Nuo Xu1#, Weijian Liu2, Wei Li3, Wenyao Mak1, Tian He3, Hongjuan Qin2, Shuihua Lu2, Xiaoqiang Xiang1, Peize Zhang2, Xiao Zhu1*
1 Department of Clinical Pharmacy and Pharmacy Administration, School of Pharmacy, Fudan University, Shanghai, China 2 Department of Pulmonary Medicine & Tuberculosis, The Third People’s Hospital of Shenzhen, National Clinical Research Center for Infectious Disease, Southern University of Science and Technology, Shenzhen, China 3 Department of Pharmacy, The Third People’s Hospital of Shenzhen, National Clinical Research Center for Infectious Disease, Southern University of Science and Technology, Shenzhen, China
Introduction
Current treatment of latent tuberculosis infection (LTBI) include combined rifapentine (RFT) and isoniazid daily treatment for one month (1HP) that is suitable for children and adolescent[1,2]. Dosing in pediatrics is typically performed based on body size, but this may be unsuitable for rifapentine. A recent meta-analysis [3] advised a flat-dosing RFT for non-Chinese adults, cautioning against underexposure with weight-based dosing. Nonetheless, the finding could not be extrapolated into pediatrics and non-Caucasian population. In addition, the safety of RFT particularly on liver functions, warranted further investigation given its structural similarity to hepatotoxic rifampicin.
Objective
- To develop a population pharmacokinetic-toxicity (PopPK-TX) model of RFT in Chinese children to explore the safety and efficacy of 1HP regimen
- To propose an optimal dose algorithm for Chinese pediatric patients with LTBI
Method
An open-label clinical trial was conducted on LTBI subjects below 13 years old. A conservative weight-based approach was used, prescribing 15mg/kg RFT for 28 days, capped at 600mg daily (all subjects >40kg received a fixed 600mg dose). At this stage, total bilirubin (TBIL) was a biomarker under investigation and was not considered in dose-calculation. Regular weekly clinic follow-ups were performed. Statistically significant biomarkers will be concurrently considered for inclusion in the PopPK-TX model with RFT concentrations.
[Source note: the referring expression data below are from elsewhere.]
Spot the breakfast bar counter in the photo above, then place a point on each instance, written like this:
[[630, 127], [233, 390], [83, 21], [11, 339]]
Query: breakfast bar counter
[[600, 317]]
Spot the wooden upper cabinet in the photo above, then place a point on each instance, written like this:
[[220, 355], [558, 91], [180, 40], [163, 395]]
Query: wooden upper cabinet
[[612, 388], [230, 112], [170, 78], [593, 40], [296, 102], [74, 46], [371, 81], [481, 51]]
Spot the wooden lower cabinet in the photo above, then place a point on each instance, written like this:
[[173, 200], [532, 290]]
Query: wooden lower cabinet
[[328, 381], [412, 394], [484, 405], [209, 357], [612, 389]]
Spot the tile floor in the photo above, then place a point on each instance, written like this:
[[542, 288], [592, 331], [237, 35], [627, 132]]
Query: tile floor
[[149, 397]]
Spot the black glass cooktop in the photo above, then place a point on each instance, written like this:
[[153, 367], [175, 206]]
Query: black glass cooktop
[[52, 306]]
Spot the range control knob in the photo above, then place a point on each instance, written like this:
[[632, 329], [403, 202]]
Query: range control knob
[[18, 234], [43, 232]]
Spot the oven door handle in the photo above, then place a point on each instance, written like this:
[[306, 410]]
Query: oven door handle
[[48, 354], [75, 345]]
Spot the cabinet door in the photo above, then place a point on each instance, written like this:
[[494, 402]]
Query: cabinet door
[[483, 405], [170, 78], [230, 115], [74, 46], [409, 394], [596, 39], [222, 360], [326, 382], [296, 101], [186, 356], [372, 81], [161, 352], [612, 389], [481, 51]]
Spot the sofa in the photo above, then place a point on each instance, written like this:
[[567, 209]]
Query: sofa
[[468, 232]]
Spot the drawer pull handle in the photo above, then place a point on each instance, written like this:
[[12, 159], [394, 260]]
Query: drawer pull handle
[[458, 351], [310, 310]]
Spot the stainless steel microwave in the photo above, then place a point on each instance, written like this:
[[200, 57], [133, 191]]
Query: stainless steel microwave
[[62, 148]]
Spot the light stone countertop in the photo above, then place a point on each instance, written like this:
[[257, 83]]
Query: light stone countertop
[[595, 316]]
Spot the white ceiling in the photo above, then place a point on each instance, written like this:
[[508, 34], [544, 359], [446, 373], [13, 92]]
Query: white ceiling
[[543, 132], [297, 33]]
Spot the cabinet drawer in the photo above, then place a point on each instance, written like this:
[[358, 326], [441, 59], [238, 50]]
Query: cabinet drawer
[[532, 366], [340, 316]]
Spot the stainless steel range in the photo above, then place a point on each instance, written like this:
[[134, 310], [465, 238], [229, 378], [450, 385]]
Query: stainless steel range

Non-linear mixed-effects modeling was performed with FOCE-i algorithm for parameter estimation. Considering pediatric physiological features, allometric scaling of clearance (CL) and volume of distribution (V) was tested a priori[4,5]. The final model was graphically evaluated by GoF, VPC plots and bootstrap. Monte Carlo simulation of weight-based (10, 15, 20mg/kg QD) and flat doses (100, 150, 300mg QD) were performed to investigate possible changes in concentrations within the predetermined efficacy and safety window, as well as changes in liver biomarkers.
Results
The study enrolled 36 subjects, median (range) age 4.6 years (0.89-9), weight 16.8kg (8-35). No 1HP-related AEs occurred, and no significant AST/ALT changes (p=0.25/0.33). Total bilirubin (TBIL) showed a statistically significant but not clinically meaningful increase (pre- vs post-treatment, median: 7.9 vs 14.1μmol/L, p<0.05).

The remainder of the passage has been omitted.